April 10, 2014
Afghan commander: cross-border Taliban alliance growing stronger
Reuters
Taliban militants in Pakistan have established an increasingly close relationship with insurgents from across the border in Afghanistan, supplying them with explosives and well-trained fighters, a senior Afghan army commander said on Wednesday.
The Taliban in Pakistan have always operated separately from their Afghan namesakes, fighting to topple the democratically elected government in Islamabad and establish a strict Islamic sharia state in the nuclear-armed nation of 180 million people.
But in recent weeks the two groups have secretly agreed to work together, with Pakistani militants announcing a ceasefire with their government in order to preserve militant bases used to stage cross-border attacks.
Major General Muhammad Shareef Yaftali, in charge of several eastern provinces on or near the Afghan border with Pakistan, said this relationship was growing stronger.
"They are working together now. They are going to hold this relationship. It helps them," Yaftali, commander of the 203rd Corps, said at a military base in Afghanistan’s Paktia province.
"The Afghan and Pakistani Taliban have the same ideology. They are the same people. They are of the same school."
The alliance complicates the picture for Yaftali’s troops as they try to bring law and order to some of the most violent and inaccessible areas of Afghanistanwhere militants linked to al Qaeda are believed to be holed up in remote mountain lairs.
But some are sceptical about the Taliban’s current ability to inflict heavy losses, pointing to the fact that there were no major attacks during last weekend’s presidential election in Afghanistan which the insurgents had vowed to disrupt.
Afghanistan has a notoriously bad relationship with Pakistan and often accuses its neighbour, as well as its ISI intelligence agency, of supporting militants and helping stage attacks on Afghan soil - a charge furiously denied by Pakistan.
Militant commanders have told Reuters the recent ceasefire was mainly imposed on the Taliban by the shadowy Pakistani Haqqani network which fears that an offensive by the Pakistani military in their North Waziristan stronghold could hamper their own push to carry out attacks in Afghanistan.
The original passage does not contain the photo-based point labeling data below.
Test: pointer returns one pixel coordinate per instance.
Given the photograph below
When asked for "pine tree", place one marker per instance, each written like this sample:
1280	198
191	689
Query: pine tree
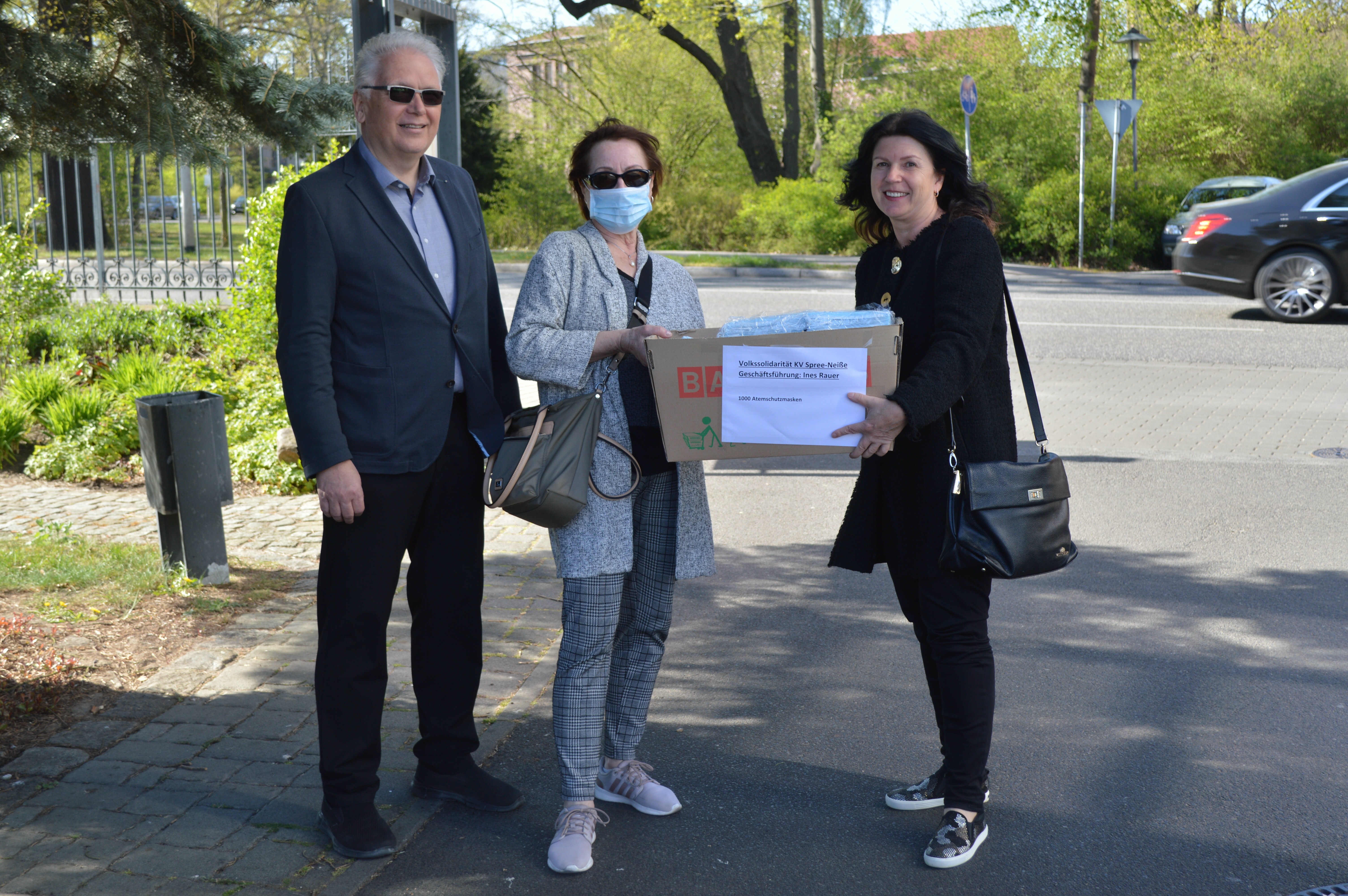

The changing nature of the war is a concern to commanders on the ground, particularly those like Yaftali who are deployed near Afghanistan’s porous and lawless border with Pakistan where Taliban attacks on security forces and civilians occur daily.
It also comes at a worrying time when U.S.-led forces are preparing to pull out by the end of the year, leaving Afghan troops to tackle the insurgency largely on their own.
Operations are winding down across the country. At Camp Thunder, a sprawling base near the city of Gardez where Yaftali spoke to reporters, U.S. army officers are working with his men only as advisers and leave front-line fighting to Afghan forces.
Yaftali said many students brainwashed in strict Islamic religious schools, or madrassas, in Pakistan had crossed the border to join forces with the Taliban. He said some 30,000 madrassas were shut in Pakistan last year, prompting an exodus of radically minded fighters.
"If one group is defeated they bring new fighters and it is easy for them to do that," said Yaftali, whose command extends over an area of about 83,000 square kllometers with a population of five million people.
He said most of the explosive devices also came from Pakistan. “There are no explosives-making factories in Afghanistan,” Yaftali said. “All the explosives enter Afghanistan from Pakistan. We are close to North Waziristan and there are Taliban training ground and funding sources.”